- Developer: Access Software
- Publisher: Access Software
- Series: Links
- Platform: Microsoft Windows
- Release: July 2, 1997
- Genre: Sports
- Modes: Single-player, multiplayer

= Links LS 1998 =

1997 sports video game

Links LS 1998 is a golf video game developed and published by Access Software. It is part of the Links video game series, following Links LS (1996). It was released in 1997, and is the first game in the series to be published for Microsoft Windows. The game was well received, and was followed by Links LS 1999.

==Gameplay==

Links LS 1998 Edition includes six game modes and features Arnold Palmer as a playable golfer. It also has a multiplayer option, and features four golf courses. Additional courses were released through add-on disks.

==Reception==
===Critical reviews===

Review scores
| Publication | Score |
|---|---|
| CNET Gamecenter | 8/10 |
| Computer Games Strategy Plus | 4/5 |
| Computer Gaming World | 5/5 |
| GameSpot | 9.1/10 |
| PCMag | 5/5 |
| The Sydney Morning Herald | 4/5 |

===Sales===
Links LS 1998 debuted at #4 on PC Data's computer game sales chart for the month of July 1997. It secured ninth and tenth place in its following two months, respectively, but was absent from October's top 20. For December, it returned to PC Data's charts with a 19th-place finish.

During 1998, Links LS 1998 claimed positions in PC Data's monthly top 20 from January through March. After two months' absence, it returned to #17 in June. During the first six months of 1998, Links LS 1998 was the United States' 16th-best-selling computer game, with an average retail price of $43 for the period. It exited the monthly charts again after holding positions 13 in July and 16 in August. Excluding hunting and fishing games, Links LS 1998 was the United States' best-selling computer sports game of the year, with sales of 193,434 units and revenues of almost $8 million for 1998 alone.
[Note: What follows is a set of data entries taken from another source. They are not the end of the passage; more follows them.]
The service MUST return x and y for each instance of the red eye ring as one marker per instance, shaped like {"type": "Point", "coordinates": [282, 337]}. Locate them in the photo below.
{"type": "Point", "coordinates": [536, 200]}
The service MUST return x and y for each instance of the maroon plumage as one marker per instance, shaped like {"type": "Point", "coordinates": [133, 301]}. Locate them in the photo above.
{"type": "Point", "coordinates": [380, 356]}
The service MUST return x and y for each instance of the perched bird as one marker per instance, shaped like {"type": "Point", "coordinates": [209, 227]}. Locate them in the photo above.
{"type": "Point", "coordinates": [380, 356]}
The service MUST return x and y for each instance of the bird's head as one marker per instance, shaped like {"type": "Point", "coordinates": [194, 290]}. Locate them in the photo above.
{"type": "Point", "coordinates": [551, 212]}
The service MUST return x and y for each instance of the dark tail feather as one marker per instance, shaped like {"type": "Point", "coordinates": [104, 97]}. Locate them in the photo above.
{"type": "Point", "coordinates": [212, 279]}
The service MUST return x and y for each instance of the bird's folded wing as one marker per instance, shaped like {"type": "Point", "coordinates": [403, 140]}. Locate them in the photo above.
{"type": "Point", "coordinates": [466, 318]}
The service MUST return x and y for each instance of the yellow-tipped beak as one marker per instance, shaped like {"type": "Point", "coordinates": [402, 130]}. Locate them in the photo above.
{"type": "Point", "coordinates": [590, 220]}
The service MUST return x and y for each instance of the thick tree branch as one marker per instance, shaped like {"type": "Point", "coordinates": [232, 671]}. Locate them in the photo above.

It was the 16th-best-selling computer game across all genres in the United States between January and November, and ranked 34th for the year overall.

===Awards===
Computer Gaming World, GameSpot and the Academy of Interactive Arts & Sciences all nominated Links LS 1998 as their pick for the best computer sports title of 1997, but these awards went variously to Baseball Mogul, CART Precision Racing, NHL 98, and FIFA: Road to World Cup 98. The editors of Computer Gaming World wrote that it "made the world's best golf simulation even better", while those of GameSpot remarked, "Each time Access Software releases a new version [of Links], it gets harder and harder to fathom how this game could get any better - yet it does."

In 1998, PC Gamer declared it the 11th-best computer game ever released, and the editors wrote that "an enhanced color palette, quicker screen re-draws, more camera angles, and built-in TCP/IP support nudged this series a few inches closer to perfection".